L I V E – R E P O R T


Articolo di Nicola Barin

Schumann, Sei Intermezzi per pianoforte Op. 4
Mendelssohn, Concerto per pianoforte e orchestra n. 1 in Sol minore
Schumann, Sinfonia n. 3 in Mi bemolle maggiore Op. 97 “Renana”

La serata inaugurale della stagione sinfonica del Teatro Comunale di Vicenza si apre con un inizio particolarmente felice, con Alexander Lonquich che si divide tra piano e direzione. Lonquich ci aveva già abituato alla sua profonda sensibilità pianistica nelle ottime registrazioni di Schumann e in quelle integrali dei concerti per pianoforte di Beethoven per l’etichetta Ecm Records. Il pianista e direttore tedesco affronta una pagina pianistica importante del giovane Schumann, che nel 1832 decise di dedicarsi alla composizione dopo il problema alla mano che gli impedì di diventare un virtuoso del piano.

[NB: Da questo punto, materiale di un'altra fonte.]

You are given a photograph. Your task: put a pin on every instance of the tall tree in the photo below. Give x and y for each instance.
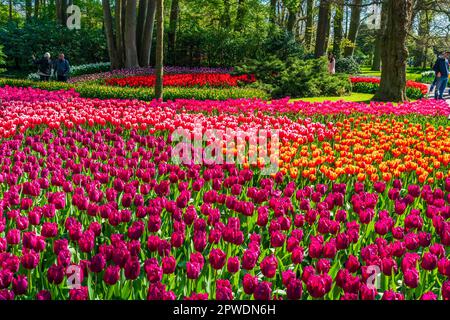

Il romanticismo Schumanniano si nutre di una decisa bramosia dell’assoluto, come ricorda Massimo Mila, nella sua “Breve storia della musica”, le suites pianistiche giovanili: «[…] come il Carnaval (1834-35), la Kreisleriana (1838), il Phantasieustück op. 12 (1837): sono amori, amicizie, sogni di gioventù, entusiasmi studenteschi, piccole malinconie, e bisogno di tenerezza […] resi musicalmente con una duttilità straordinaria, una vivacissima disposizione dei ritmi, dell’armonia e della linea melodica a piegarsi secondo le mutevoli esigenze espressive in spunti, accenni e accenti fuggitivi, mai appesantiti da pedanterie costruttive e da elaborazioni retoriche».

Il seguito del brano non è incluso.